Hedwig était chargé d'amener l'Ordre cistercien en Silésie. Elle avait un monastère et plusieurs églises, dont la première, construites dans la région. L'une de ces églises, dans Trzebnica moderne, où elle est enterrée, est maintenant un sanctuaire pour le saint, qui a été canonisé en 1267. Le sanctuaire est un lieu de pèlerinage populaire pour les personnes du monde entier.

Le monastère relié à cette église est toujours actif et est considéré comme le plus grand bâtiment existant du XIIIe siècle en Europe centrale.

Hedwig a vécu dans ce monastère vers la fin de sa vie, et bien qu'elle n'ait pas fait de vœux religieux, elle a vécu en communauté avec les sœurs religieuses là-bas. La tradition au monastère dit qu'elle priait beaucoup, au point de parfois s'enfermer dans la chapelle pendant la nuit.

La sainte avait aussi un fort amour pour la Bienheureuse Vierge Marie et porterait avec elle une statue de Notre-Dame, l'utilisant pour bénir les malades, dont certains auraient été guéris par la suite. Elle a été enterrée avec cette statue, et la tradition dit que lorsque sa tombe a été ouverte des années plus tard, les doigts qui la saisissaient n'étaient pas décomposés.

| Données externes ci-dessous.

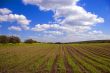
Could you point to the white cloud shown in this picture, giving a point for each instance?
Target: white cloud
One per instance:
(7, 16)
(70, 19)
(5, 11)
(16, 28)
(21, 19)
(50, 4)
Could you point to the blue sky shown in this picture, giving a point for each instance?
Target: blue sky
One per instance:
(55, 20)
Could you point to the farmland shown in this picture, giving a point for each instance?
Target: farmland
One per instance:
(55, 58)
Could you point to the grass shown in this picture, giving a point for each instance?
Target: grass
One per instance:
(55, 58)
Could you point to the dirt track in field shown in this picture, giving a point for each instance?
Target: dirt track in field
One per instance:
(57, 58)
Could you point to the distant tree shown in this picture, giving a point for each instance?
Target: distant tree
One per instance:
(3, 39)
(30, 41)
(14, 39)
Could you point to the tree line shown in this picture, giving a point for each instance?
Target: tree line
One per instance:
(14, 39)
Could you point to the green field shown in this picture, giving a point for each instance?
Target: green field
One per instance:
(55, 58)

Les images et les statues de saint Hedwig la représentent généralement tenant une statue de la Bienheureuse Vierge Marie, nourrissant les pauvres ou tenant une église.

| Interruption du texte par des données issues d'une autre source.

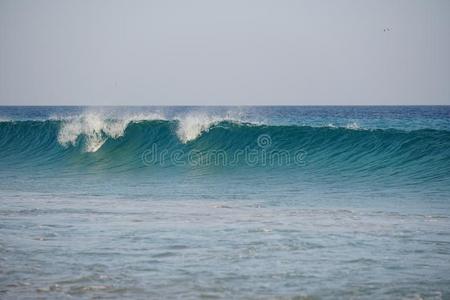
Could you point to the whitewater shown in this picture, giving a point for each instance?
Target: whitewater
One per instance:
(213, 202)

Saint-Hedwig, en tant que Bavarois, est devenu un symbole de la «vie catholique et chrétienne» dans la région et de la manière dont les Allemands et les Polonais pouvaient vivre ensemble en tant que membres d’une même Église, a déclaré Siemieniewski.

À Wroclaw, en Pologne, il y a une importante statue de Saint-Hedwig à côté d'un pont monumental. Cela, a-t-il dit, symbolise le pont qu'elle a formé entre les nations voisines d'Allemagne et de Pologne.

Hedwig est également aimé par le peuple tchèque.

«St. Hedwig est considérée comme une mère pour le peuple silésien, et la Silésie signifiait, dans les temps anciens, «foyer de nombreuses nations», a expliqué Siemieniewski.

Cet article a été publié pour la première fois le 16 octobre 2019 et a été mis à jour.